「協力いただいた市民の皆さまに感謝申し上げたい」―。弘前市の櫻田宏市長は13日、定例記者会見で、新型コロナウイルス感染拡大防止の観点から「苦渋の決断」として行った弘前さくらまつり中止や開園以来初の弘前公園全面閉鎖といった対策について総括し、これまでに大きなトラブルが報告されていない現状を踏まえ“市民の力”に感謝の言葉を述べた。
 新型ウイルス感染防止のため、市などは人の動きをつくり出さない手だてとして、100回目の節目となる弘前さくらまつりの中止や弘前公園閉鎖(4月10日~5月17日)を決断した。
 桜の開花期間には、市民に対し、誘客に結び付かないよう、桜情報の配信自粛を求めるという“異例”の呼び掛けもあった。

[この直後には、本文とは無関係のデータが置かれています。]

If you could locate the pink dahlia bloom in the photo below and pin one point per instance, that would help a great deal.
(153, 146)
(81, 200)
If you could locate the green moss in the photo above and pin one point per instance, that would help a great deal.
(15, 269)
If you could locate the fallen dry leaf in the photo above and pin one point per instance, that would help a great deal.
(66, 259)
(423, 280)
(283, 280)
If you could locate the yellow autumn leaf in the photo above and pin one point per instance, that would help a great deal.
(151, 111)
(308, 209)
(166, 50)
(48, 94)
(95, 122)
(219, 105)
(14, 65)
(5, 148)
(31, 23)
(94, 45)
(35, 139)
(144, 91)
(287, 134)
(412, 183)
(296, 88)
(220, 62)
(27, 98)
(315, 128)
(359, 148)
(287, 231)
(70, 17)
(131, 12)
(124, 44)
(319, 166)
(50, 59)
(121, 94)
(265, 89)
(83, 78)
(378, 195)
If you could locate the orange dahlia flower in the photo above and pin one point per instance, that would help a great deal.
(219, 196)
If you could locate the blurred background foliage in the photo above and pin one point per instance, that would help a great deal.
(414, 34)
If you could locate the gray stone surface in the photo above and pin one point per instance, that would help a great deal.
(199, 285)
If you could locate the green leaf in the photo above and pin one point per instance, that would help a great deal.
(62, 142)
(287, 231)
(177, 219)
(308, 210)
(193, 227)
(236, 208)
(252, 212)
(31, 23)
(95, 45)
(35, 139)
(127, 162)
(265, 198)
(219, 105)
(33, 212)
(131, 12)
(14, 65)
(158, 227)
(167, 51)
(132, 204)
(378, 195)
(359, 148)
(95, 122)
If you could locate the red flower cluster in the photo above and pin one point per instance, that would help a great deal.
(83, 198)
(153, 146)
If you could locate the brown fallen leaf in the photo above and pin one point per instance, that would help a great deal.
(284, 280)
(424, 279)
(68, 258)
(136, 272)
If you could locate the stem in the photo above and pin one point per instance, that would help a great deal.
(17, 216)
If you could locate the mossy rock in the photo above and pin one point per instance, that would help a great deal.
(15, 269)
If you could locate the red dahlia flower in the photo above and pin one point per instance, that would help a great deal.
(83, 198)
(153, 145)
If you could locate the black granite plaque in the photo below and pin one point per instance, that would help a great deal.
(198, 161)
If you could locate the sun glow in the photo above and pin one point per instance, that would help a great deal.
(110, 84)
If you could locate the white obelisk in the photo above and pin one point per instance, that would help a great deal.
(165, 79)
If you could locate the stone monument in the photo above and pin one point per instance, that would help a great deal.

 櫻田市長は「情報発信を控えていただくことにより、外堀の桜が開花しても渋滞が発生することなく、歩道部分の密集といったトラブルや事故も起きなかった」とし、「これほど多くの市民が(市の)気持ちを受け入れ、感染者を出したくないとの思いを持っていただき、今回の結果につながった」と感謝。
 弘前公園の全面閉鎖は18日に解除するものの、引き続き感染防止対策を徹底する考えを示し、「(桜は)来年も見事に咲き誇ってくれるだろう。日本一の桜を咲かせられるように努力していきたい」と決意を語った。